Atypical Symptoms Revealed

Palpation revealed mild pitting. There was an area of increased temperature of two inches in diameter, noted by palpation, over the medial calf area. The patient experienced noticeable tenderness to light touch in this same area.

Deciding that this was atypical for a calf strain and that it warranted further work up, I referred the patient to a local hospital for a venous ultrasound to rule out deep vein thrombosis (DVT). Nathan was sure that chiropractic would resolve his symptoms--an instrument-assisted, soft-tissue manipulation had helped with his previous injuries. Nathan had a trip planned to NYC after our appointment, and he was much chagrined to have to go to a hospital.

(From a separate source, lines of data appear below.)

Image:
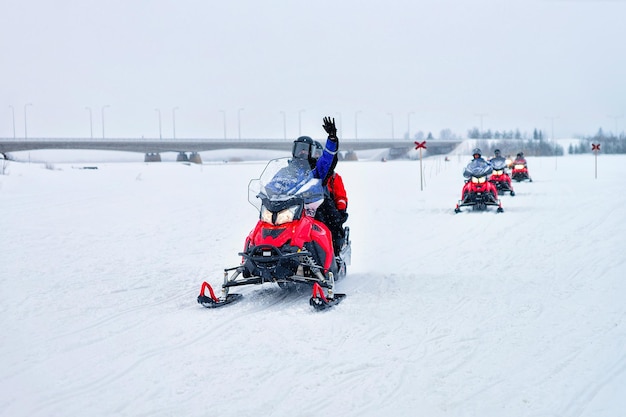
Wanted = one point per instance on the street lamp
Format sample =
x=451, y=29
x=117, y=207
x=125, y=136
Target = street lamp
x=239, y=122
x=102, y=112
x=26, y=124
x=408, y=129
x=481, y=115
x=159, y=112
x=392, y=134
x=224, y=113
x=90, y=121
x=300, y=122
x=13, y=111
x=616, y=117
x=284, y=124
x=553, y=139
x=174, y=122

Patient Appreciative of Referral

Several hours later, Nathan called my office to thank me. The hospital physician had diagnosed a thrombus in the popliteal vein and in the posterior tibial vein, and he was admitted to the hospital for anticoagulant therapy.

Interestingly, after the fact, the patient learned of a family history of DVT. His father and uncles had also experienced thrombus formation but had not informed him of that family history. Genetic variants causing either an excess of a prothrombotic factor or a deficiency in an antithrombotic factor can lead to a greater risk of developing DVT and should be included in the family history inquiry.

Nathan fully recovered and is back to his usual exercise routine. He continues to be a happy—and grateful—chiropractic patient. His PCP has even referred a few patients to me.

The patients name has been changed to protect his privacy.